Relative performance will be measured against the following:
1.  
Peer Group
2.  
Reference Group
3.  
S&P Small Cap Index
4.  
S&P Metals Index
5.  
The Committee may add other “groups” or delete “groups” at any time, including after the plan period, but before a final decision on awards is made.

Relative performance measures may include and may not be limited to those below.
1.  
TSR
2.  
ROE
3.  
Net operating profit after tax (NOPAT)/Committed Capital (CC)
4.  
EBITDA growth
5.  
NOPAT growth
6.  
The Committee may add other performance measures or delete performance measures at any time, including after the plan period, but before a final decision on awards is made.
7.  
The Committee may adjust any measure in its judgment to insure a valid comparison.

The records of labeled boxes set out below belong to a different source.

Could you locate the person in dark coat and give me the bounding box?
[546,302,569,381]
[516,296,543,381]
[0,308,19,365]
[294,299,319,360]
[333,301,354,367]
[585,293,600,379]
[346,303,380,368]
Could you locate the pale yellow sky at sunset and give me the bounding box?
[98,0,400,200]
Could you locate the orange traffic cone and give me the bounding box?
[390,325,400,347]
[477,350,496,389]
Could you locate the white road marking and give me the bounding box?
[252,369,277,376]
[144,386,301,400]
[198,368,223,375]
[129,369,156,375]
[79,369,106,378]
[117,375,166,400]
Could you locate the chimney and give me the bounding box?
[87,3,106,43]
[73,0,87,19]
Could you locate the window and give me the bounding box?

Possible actions based on relative performance

First quartile – No haircut
Second quartile – In concept, a reduction of 25% to 50%; 25% if performance is close to the first quartile, 50% if close to the median.
Third quartile – In concept, a reduction of 50% if close to the median, 75% if close to the fourth quartile.
Fourth quartile – Significant reduction and possibly no award.

The Committee will work with the Company when performing it analysis. The Committee ultimately will use its judgment and may weight some measures more heavily than others. The Committee will communicate its conclusions to the Board and request that the Board support the Committee’s conclusions.